Researchers have pieced together a more complete picture of the role that a particular Hormone plays in alcohol addiction. Monkeys with a strong alcohol preference drank far less after they were given a synthetic version of this Hormone, potentially opening the path to new treatments for alcohol addiction.

The Hormone in question is known as fibroblast growth factor 21, and it’s produced by the liver. Previous work has shown that variants in genes associated with FGF21 are linked to increased alcohol consumption in humans, but the exact nature of that link remained uncertain. So for the new study, researchers investigated which brain circuits FGF21 is affecting, and whether administering the Hormone could reduce the desire for alcohol.

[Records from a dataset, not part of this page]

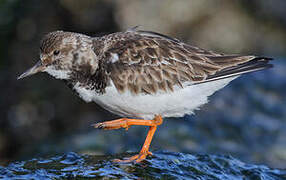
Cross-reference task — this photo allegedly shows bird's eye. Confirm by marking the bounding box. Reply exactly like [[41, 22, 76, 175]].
[[54, 50, 60, 56]]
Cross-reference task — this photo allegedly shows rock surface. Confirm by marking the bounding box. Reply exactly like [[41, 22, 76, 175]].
[[0, 151, 286, 180]]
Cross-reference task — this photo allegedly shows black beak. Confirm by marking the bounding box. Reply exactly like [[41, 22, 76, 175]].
[[17, 61, 44, 80]]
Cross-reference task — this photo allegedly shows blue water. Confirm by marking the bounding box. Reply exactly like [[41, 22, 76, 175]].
[[0, 59, 286, 180], [0, 151, 286, 180]]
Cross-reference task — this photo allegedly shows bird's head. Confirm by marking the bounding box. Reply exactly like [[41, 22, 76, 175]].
[[18, 31, 98, 80]]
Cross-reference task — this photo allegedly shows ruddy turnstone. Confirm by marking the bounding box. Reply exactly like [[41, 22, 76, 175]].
[[18, 29, 272, 162]]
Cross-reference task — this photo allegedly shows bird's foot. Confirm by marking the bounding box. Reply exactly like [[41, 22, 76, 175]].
[[113, 151, 152, 163]]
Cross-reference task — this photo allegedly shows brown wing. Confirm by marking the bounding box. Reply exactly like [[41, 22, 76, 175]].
[[101, 31, 272, 94]]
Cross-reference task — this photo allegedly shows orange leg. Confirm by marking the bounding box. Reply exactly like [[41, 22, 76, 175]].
[[94, 115, 163, 162]]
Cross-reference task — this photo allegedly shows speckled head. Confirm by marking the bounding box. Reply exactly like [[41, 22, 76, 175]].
[[18, 31, 98, 79]]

The team tested the idea in vervet monkeys, whose attitude to alcohol is remarkably similar to humans. In monkey communities with access to alcohol either naturally fermenting fruit or unsupervised drinks in tourist hotspots most animals are social drinkers, while some abstain, and a small percentage are binge drinkers. This last group was the subject of the study.

The researchers gave the monkeys a two-bottle choice between water and ethanol, and administered one group an analog of FGF21 to see what effect it had. Sure enough, the test monkeys drank 50 percent less alcohol than the control group. Similar tests in mice also saw a 50%  reduction in alcohol consumption after being given either human FGF21 or an analog.